The main difference in the structural characteristics of nest cavities between hornbill species is cavity size, which is highly correlated with body size. Cavities preferred by the oriental pied hornbill are elongate and may be located at a height between 1–18 m or more. Cavity entrance shape is rounder than for other hornbills. Oriental pied hornbills tend to select nesting sites in close proximity to rivers or other bodies of water. Compared to other hornbill species such as the great pied hornbill and wreathed hornbill, the oriental pied hornbill demonstrates tolerance to disturbed habitats. Nests have been found in disturbed, secondary forest areas such as plantations, degraded forests and logging sites, while other hornbill species tend to avoid such sites. Nests found in human disturbed areas are however often unsuccessful or abandoned; in general, hornbills prefer undisturbed forest areas.
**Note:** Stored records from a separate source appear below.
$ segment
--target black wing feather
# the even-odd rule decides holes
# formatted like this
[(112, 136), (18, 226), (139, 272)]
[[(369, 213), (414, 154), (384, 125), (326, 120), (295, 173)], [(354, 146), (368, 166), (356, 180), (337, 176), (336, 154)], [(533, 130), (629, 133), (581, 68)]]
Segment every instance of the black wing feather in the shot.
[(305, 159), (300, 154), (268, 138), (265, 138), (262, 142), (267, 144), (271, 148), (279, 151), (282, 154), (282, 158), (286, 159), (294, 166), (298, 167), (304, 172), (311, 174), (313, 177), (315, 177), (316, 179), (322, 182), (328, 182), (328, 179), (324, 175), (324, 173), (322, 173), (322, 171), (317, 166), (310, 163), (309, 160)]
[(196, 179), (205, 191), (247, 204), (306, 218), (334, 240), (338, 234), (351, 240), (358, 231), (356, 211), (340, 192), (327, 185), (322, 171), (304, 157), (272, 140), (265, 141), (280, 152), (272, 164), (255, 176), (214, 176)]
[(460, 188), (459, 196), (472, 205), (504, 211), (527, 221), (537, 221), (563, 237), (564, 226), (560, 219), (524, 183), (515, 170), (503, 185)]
Because oriental pied hornbills inhabit various habitats, nest structural characteristics may vary from one habitat to another, and may also vary between hornbill species, which have overlapping habitats. Habitat overlap among hornbill species may lead to intra & inter specific competition, whereby hornbills compete for limited nest-sites. Competition for nest-sites with other species such as squirrels, lizard and other cavity nesting birds can also have critical impacts on breeding success.

==Conservation==
The species has an extremely wide range and appears to be the hornbill species most adaptable to habitat alterations; it is thus not currently considered to be threatened. What declines in oriental pied hornbill population have been reported are mainly caused by legal and illegal logging, which decreases the availability of suitable nesting and fruiting trees. A. albirostris are subject to some hunting pressure (casques are sold as souvenirs) and are popular as pets in some areas. It has also been noted that the species has been almost completely extirpated from southern China. In Singapore, the local population went locally extinct in the 1960s, but bounced back in the 1990s and hornbills are now widespread around the island. The Singaporean population appears to regularly eat eggs or chicks from other bird nests, possibly an adaptation to an urban environment with less fruit but more exposed bird nests.

Conservation efforts such as captive breeding and reintroduction are currently in practice. Breeding in captivity has so far shown a low success rate. In some areas, such as Cambodia, artificial nests made from iron tanks are installed in nesting sites to provide alternative nesting sites for hornbills when natural nest-site availability is low and to aid reintroduction.